Le 21 avril 2022 Sieur A a été mis au bénéfice d’une rente entière d’invalidité avec effet rétroactif au 1er octobre 2020. Il a également demandé une rente d’invalidité à la fondation de prévoyance (2e pilier/LPP) de son ancien employeur. Cette demande a été rejetée ce qui l’a obligé à introduire une procédure contre la fondation. Simultanément à cette procédure Sieur A a déposé une demande de prestations complémentaires (ci-après PC) en indiquant l’existence d’un compte de libre passage auprès de la Fondation institution supplétive LPP. Les PC ne lui ont été accordées que jusqu’au 30 avril 2022 au motif que, dès cette date, sa fortune mobilière (constituée notamment de son compte de libre passage) dépassait le seuil de 100’000 fr. à partir duquel les personnes seules n’ont plus droit aux PC (art. 9a LPC).

Le Tribunal fédéral (ci-après TF) restaure Sieur A dans son droit aux PC.

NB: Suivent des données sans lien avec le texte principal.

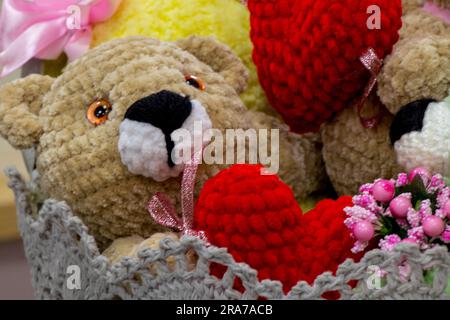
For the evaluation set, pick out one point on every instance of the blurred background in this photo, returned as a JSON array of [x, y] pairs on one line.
[[15, 280]]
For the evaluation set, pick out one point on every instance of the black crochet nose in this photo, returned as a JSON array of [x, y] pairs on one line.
[[165, 110], [409, 119]]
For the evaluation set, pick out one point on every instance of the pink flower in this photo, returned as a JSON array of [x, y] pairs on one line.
[[436, 183], [359, 246], [389, 242], [366, 188], [414, 218], [417, 234], [367, 201], [402, 180], [446, 235]]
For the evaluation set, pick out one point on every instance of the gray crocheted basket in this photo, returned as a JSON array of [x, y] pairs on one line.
[[56, 239]]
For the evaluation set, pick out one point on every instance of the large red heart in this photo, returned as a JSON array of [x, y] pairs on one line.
[[258, 220], [307, 53]]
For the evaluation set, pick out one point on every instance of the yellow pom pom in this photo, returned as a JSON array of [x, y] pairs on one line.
[[170, 20]]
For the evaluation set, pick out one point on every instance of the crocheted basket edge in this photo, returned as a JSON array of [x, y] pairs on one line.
[[56, 240]]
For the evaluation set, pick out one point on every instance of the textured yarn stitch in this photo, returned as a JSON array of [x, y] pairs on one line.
[[57, 239]]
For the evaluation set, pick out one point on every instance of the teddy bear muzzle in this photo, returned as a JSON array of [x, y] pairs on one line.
[[159, 133]]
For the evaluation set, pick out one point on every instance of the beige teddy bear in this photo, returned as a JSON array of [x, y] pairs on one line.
[[104, 129], [416, 72]]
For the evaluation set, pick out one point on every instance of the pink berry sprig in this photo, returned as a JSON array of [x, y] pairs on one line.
[[414, 208]]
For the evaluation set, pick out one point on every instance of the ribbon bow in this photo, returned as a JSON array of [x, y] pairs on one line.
[[164, 212], [44, 29], [373, 64]]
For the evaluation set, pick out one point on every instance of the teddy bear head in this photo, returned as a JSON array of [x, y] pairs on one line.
[[108, 130], [414, 130], [102, 130]]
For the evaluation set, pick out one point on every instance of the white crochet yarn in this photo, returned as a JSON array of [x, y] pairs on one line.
[[143, 149], [430, 147]]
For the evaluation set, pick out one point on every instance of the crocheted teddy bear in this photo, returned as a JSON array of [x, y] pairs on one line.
[[170, 20], [414, 131], [104, 128]]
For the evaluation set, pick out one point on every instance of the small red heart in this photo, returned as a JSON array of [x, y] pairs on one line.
[[258, 219], [307, 53]]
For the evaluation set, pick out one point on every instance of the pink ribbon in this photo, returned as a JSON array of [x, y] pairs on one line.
[[44, 29], [438, 11], [165, 213], [373, 64]]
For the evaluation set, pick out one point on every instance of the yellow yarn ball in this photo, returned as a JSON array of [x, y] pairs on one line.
[[170, 20]]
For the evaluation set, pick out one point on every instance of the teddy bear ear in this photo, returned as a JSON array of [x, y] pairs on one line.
[[418, 68], [410, 5], [220, 57], [20, 102]]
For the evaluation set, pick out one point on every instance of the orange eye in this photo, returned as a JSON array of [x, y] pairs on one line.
[[98, 112], [195, 82]]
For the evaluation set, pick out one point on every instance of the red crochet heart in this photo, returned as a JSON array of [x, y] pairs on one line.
[[307, 53], [325, 242], [258, 220]]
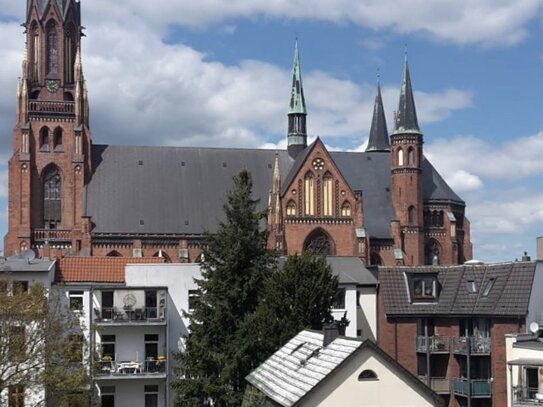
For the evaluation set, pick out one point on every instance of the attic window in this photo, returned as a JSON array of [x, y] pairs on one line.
[[488, 286], [471, 286], [367, 374]]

Selon la jurisprudence les revenus effectivement perçus et les valeurs patrimoniales dont le bénéficiaire peut disposer sans restrictions sont pris en compte dans l’évaluation du droit aux PC qui ne couvrent que les besoins vitaux. Toutefois si la conversion d’une fortune en liquidités n’est pas possible ou si l’accès à cette fortune est refusé, la prise en compte n’a pas lieu.

Il s’agissait ici de savoir si un compte de libre passage du 2e plier pouvait être considéré comme une fortune disponible sans restrictions alors même qu’une demande de rente du 2e plier était en cours. Selon le TF on ne pouvait pas exiger de Sieur A qu’il retirât son capital de libre passage pour couvrir ses besoins vitaux car cela pouvait avoir pour conséquence de diminuer le montant de sa rente du 2e pilier si celle-ci lui était accordée. Il en a conclu que la fortune du compte de libre passage ne devait pas entrer dans le calcul des PC jusqu’à ce que le droit de Sieur A à une rente du 2e pilier soit jugé.

 

Commentaire

On pousse un soupir de soulagement en apprenant qu’une fortune non disponible n’entraine pas une diminution de la couverture des besoins vitaux ! Cela étant, notre système de protection sociale, qui met en concurrence des institutions privées et publiques pareillement habitées du souci obsessionnel de ne pas lâcher un sou, oblige de ce fait les invalides à des procédures longues, coûteuses et pénibles pour obtenir ce pour quoi iels ont cotisé leur vie professionnelle durant. Grâce à sa ténacité, cette personne préserve son droit à une rente du 2e pilier évitant ainsi de devoir recourir aux PC jusqu’à la fin de ses jours et pour cela d’étaler régulièrement les preuves de son dénuement.